The Christmas Miracle


Life was tough during my first marriage of fifteen years. I was a part-time grocery clerk and Rick was a full-time alcoholic which made money scarce. Christmas was especially difficult.

Pauline Hackett was an institution of my Church. This farmer's widow was no dainty flower, but tall and rugged, self-reliant, with a strong voice and ready smile. I don’t know why she started giving me Christmas presents, unless it was to thank me for playing the organ. But each year the gift box grew - afghan, doilies, towels, candles. It was embarrassing to receive so much, because I could never return the favor. When it became too difficult to shop, Pauline started giving me cash for Christmas - usually $50 or $100. It was a small fortune to me and desperately needed!

The years passed.
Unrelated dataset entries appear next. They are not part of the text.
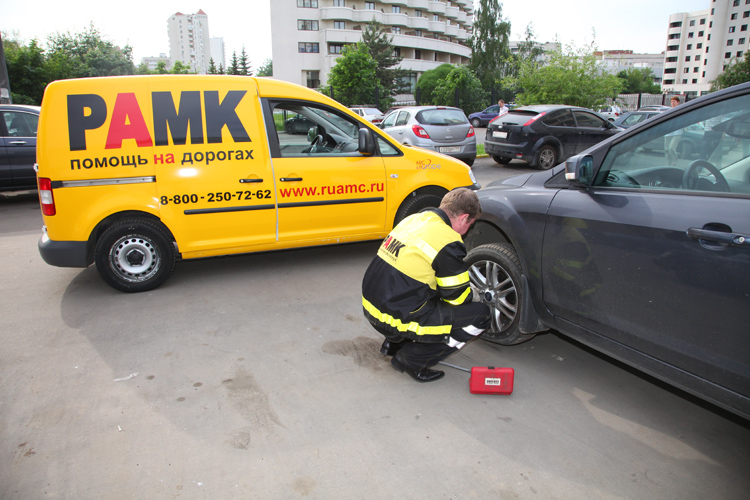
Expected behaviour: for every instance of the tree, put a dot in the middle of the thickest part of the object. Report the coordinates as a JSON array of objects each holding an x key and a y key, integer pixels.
[
  {"x": 352, "y": 80},
  {"x": 734, "y": 74},
  {"x": 244, "y": 67},
  {"x": 471, "y": 96},
  {"x": 638, "y": 81},
  {"x": 26, "y": 71},
  {"x": 429, "y": 81},
  {"x": 266, "y": 69},
  {"x": 234, "y": 65},
  {"x": 86, "y": 54},
  {"x": 573, "y": 77},
  {"x": 381, "y": 49},
  {"x": 490, "y": 47}
]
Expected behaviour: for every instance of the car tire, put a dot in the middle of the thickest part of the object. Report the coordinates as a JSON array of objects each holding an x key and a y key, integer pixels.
[
  {"x": 495, "y": 271},
  {"x": 546, "y": 157},
  {"x": 501, "y": 159},
  {"x": 135, "y": 255},
  {"x": 415, "y": 203}
]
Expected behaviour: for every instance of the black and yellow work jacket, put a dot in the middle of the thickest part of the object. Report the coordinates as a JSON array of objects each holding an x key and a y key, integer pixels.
[{"x": 418, "y": 273}]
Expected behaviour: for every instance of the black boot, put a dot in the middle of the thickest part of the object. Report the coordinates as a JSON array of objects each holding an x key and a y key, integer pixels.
[{"x": 423, "y": 375}]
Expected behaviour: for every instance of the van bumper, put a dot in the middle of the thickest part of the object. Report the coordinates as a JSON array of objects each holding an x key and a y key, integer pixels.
[{"x": 62, "y": 253}]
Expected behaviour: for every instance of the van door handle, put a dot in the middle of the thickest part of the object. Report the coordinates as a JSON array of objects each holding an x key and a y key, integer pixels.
[{"x": 719, "y": 237}]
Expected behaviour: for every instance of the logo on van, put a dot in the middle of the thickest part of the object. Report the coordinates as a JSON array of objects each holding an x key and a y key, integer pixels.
[{"x": 89, "y": 112}]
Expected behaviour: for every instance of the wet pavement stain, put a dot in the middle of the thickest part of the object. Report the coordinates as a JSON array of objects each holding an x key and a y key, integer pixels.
[
  {"x": 250, "y": 401},
  {"x": 365, "y": 351}
]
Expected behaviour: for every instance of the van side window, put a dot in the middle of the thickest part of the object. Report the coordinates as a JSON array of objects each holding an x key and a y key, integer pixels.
[{"x": 308, "y": 129}]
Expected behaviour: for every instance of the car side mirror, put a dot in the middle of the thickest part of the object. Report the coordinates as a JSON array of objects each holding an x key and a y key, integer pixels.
[
  {"x": 366, "y": 142},
  {"x": 580, "y": 170}
]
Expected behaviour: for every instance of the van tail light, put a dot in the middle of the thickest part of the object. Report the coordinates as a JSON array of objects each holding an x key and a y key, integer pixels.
[
  {"x": 535, "y": 119},
  {"x": 420, "y": 132},
  {"x": 46, "y": 198}
]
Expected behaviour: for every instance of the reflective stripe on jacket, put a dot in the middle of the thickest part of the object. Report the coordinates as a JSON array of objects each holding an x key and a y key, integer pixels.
[{"x": 419, "y": 265}]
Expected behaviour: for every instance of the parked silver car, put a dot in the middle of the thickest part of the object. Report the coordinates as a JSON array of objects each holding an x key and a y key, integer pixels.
[{"x": 439, "y": 128}]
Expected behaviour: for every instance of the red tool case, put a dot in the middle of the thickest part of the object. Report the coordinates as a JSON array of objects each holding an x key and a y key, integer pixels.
[{"x": 491, "y": 380}]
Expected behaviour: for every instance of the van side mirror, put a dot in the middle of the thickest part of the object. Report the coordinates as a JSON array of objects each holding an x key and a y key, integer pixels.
[
  {"x": 580, "y": 170},
  {"x": 366, "y": 142}
]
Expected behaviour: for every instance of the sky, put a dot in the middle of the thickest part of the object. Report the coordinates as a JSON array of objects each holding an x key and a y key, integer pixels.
[{"x": 638, "y": 25}]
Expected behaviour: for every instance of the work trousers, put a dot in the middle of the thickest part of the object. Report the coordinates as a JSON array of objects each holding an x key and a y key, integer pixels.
[{"x": 469, "y": 320}]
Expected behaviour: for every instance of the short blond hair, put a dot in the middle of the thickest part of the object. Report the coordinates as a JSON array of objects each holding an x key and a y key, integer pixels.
[{"x": 461, "y": 201}]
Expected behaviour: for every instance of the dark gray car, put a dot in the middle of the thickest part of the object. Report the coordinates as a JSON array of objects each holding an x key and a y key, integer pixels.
[{"x": 641, "y": 253}]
Rick had decided at an early age that life would beat him down, and he made it so. But I had other plans. I put myself through college and left with my daughter, determined that she would have a better life.

Sadly Pauline was becoming forgetful and confused. It was painful to hear her misspeak at Church. She was suffering the long goodbye of Alzheimer’s disease. She stopped coming to Church, and eventually moved into a nursing home, O'Hesson Manor. Before long she had forgotten her family and friends.

Our Church choir annually performed our Christmas cantata at O'Hesson. That year I was not looking forward to seeing Pauline living as a shell of herself, helpless, unable to utter anything comprehensible. Two of Pauline’s nieces were with us, and they sat on each side of her holding her hands as we sang. Pauline did not speak or give any sign of recognizing any of us.

When we finished performing, the nieces asked us to sing a few Christmas carols for Pauline.  We were all tired from working and shopping and all the holiday preparations, but for Pauline, of course we would stay a little longer. They brought her up close to the piano, and our small choir gathered around.

I wasn't expecting any different reaction from her disinterest in the cantata. But then it happened! Pauline began to sing!  She knew every word to every carol, and she sang with that wonderful smile on her face that we hadn't seen for so long! We were no longer strangers to her, but old friends. Suddenly we had the stamina and enthusiasm to go on. We sang song after song - Joy to the World, We Three Kings, O Little Town of Bethlehem... We would not stop until Pauline had sung to her heart’s content. I was finally able to repay her in small measure for everything she had done for me. The choir members looked at each other and knew this was a Christmas miracle we would never forget.